Um Peter McDonalds Aussage der höchsten Ärztedichte zu begegnen, erwähnt Johannes Steinhart nicht, dass wir ein sehr ungutes Verhältnis zwischen Kassen und Nicht-Kassen-Ärzten (also Wahl- UND Spitalsärzten) haben, oder weniger wissenschaftlich, dass es zwar massenhaft Ärzte gibt, aber einfach immer weniger solche, die das Verhandlungsergebnis zwischen den Kassen und Ärztekammer toll genug finden, um für die Kassen zu arbeiten, und deswegen durch die Kassen nicht mitgezählt werden dürfen – das Feld sinnvoller Entgegnungen wäre schier endlos. Nein, Johannes Steinhart belehrt mit der Inbrunst der Überzeugung, dass die „höchste Ärztedichte weltweit“ nur eine angeblich sei, weil man Turnusärzte, und zwar alle ca. 7.000, also auch die, die in einer Facharztausbildung stecken, nicht mitrechnen dürfe. Zieht man die ab, gäbe es in Österreich 4,1 Ärzte pro 1.000 Bewohner, das entspräche der Dimension der Schweiz, Schwedens (jeweils 3,9), Deutschlands (4,0) und Norwegens (4,2).

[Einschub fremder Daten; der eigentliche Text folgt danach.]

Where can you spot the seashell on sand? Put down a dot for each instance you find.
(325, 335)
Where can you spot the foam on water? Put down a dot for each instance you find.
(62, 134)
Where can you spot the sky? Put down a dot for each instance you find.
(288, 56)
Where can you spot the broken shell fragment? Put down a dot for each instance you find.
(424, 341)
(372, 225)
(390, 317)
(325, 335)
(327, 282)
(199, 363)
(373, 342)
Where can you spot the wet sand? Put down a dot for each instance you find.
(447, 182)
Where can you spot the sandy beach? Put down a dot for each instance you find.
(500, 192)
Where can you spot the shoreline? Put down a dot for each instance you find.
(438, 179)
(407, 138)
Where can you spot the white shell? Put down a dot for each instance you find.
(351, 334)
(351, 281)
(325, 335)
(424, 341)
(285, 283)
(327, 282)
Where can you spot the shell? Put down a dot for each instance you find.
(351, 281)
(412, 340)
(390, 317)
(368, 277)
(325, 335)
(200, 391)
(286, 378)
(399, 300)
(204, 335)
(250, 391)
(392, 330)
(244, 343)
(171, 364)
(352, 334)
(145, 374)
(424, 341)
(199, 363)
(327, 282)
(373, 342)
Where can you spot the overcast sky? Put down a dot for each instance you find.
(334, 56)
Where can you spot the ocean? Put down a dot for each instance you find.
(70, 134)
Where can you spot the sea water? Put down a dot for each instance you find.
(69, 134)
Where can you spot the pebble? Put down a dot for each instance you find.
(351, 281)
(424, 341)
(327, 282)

Das ist schon erstaunlich. Warum sind aus Sicht des Dr. Steinhart, der neben seiner Funktion als oberster österreichweiter Ärztekämmerer der niedergelassenen Ärzte auch ärztlicher Direktor und Geschäftsführer eine Akutspitals in Wien ist (wie immer er das auch zusammenbringt), Turnusärzte keine Ärzte?

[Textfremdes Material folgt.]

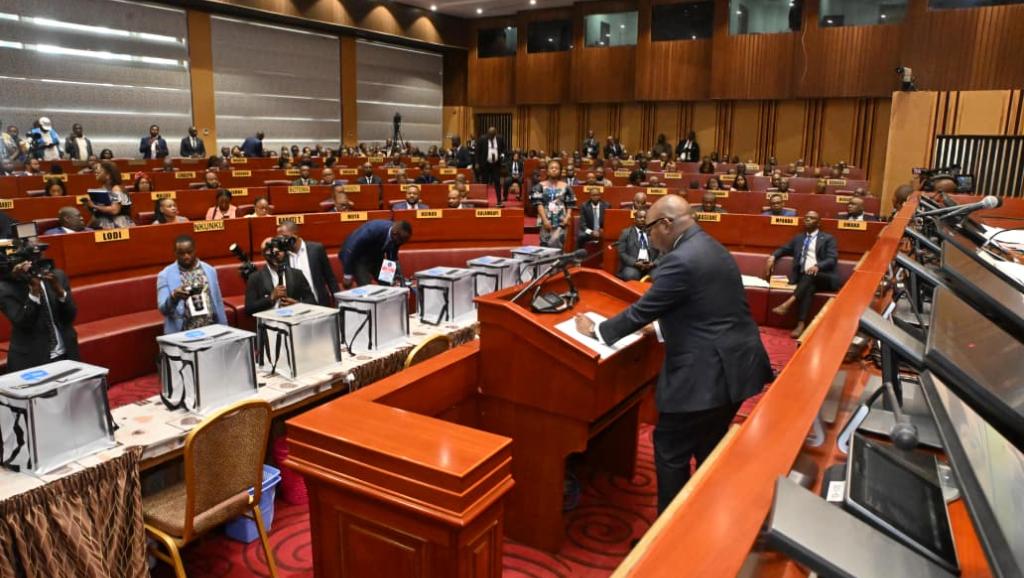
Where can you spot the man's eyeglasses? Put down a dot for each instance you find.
(647, 226)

Denn, die von ihm zitierten Zahlen stammen aus der OECD. Die Zahlen die dorthin geliefert werden bestimmt die Ärztekammer, die sich an die Definition der OECD halten muss – alle Länder müssen das, damit eben die Zahlen vergleichbar sind. Und weil dem so ist, und weil (eben nur fast) niemand auf dieser Welt auf die Idee käme, Ausbildungsärzte nicht als Ärzte zu bezeichnen, werden diese in jedem anderen Land natürlich mitgezählt. Aber in Österreich wird das gerade von Seiten der Standesvertretung anders gesehen?
Ist es wirklich die Meinung der Ärztekammer, dass Turnusärzte eigentlich nicht als Ärzte gezählt werden dürfen? Und wenn ja, warum müssen die dann in der Ärztekammer sein? Warum sind sie dann nicht in der Arbeiterkammer? Warum laufen Turnusärzte unter ärztlichen Kollektivverträgen? Warum hat die Kurie der niedergelassenen Ärzte mit der der angestellten Ärzte einen Kollektivvertrag für Ärzte in einer Lehrpraxis abschließen können, wenn die doch gar keine Ärzte sind? Oder einfach gefragt, warum nennt man diese Turnusärzte überhaupt Ärzte – sind doch keine?
Frage über Fragen – und hier weiterzudenken macht einen nur sehr wirr im Kopf. Aber, vielleicht ist die Lösung ja ganz leicht? Turnusärzte sind in den Köpfen einiger Ärztekammerfunktionäre einfach keine echten Ärzte, oder eben Ärzte die zählen, sie sind sowas wie eine Manövriermasse in Machtspielchen. Das würde vieles erklären – vor allem warum ihre Situation so ist, wie sie ist.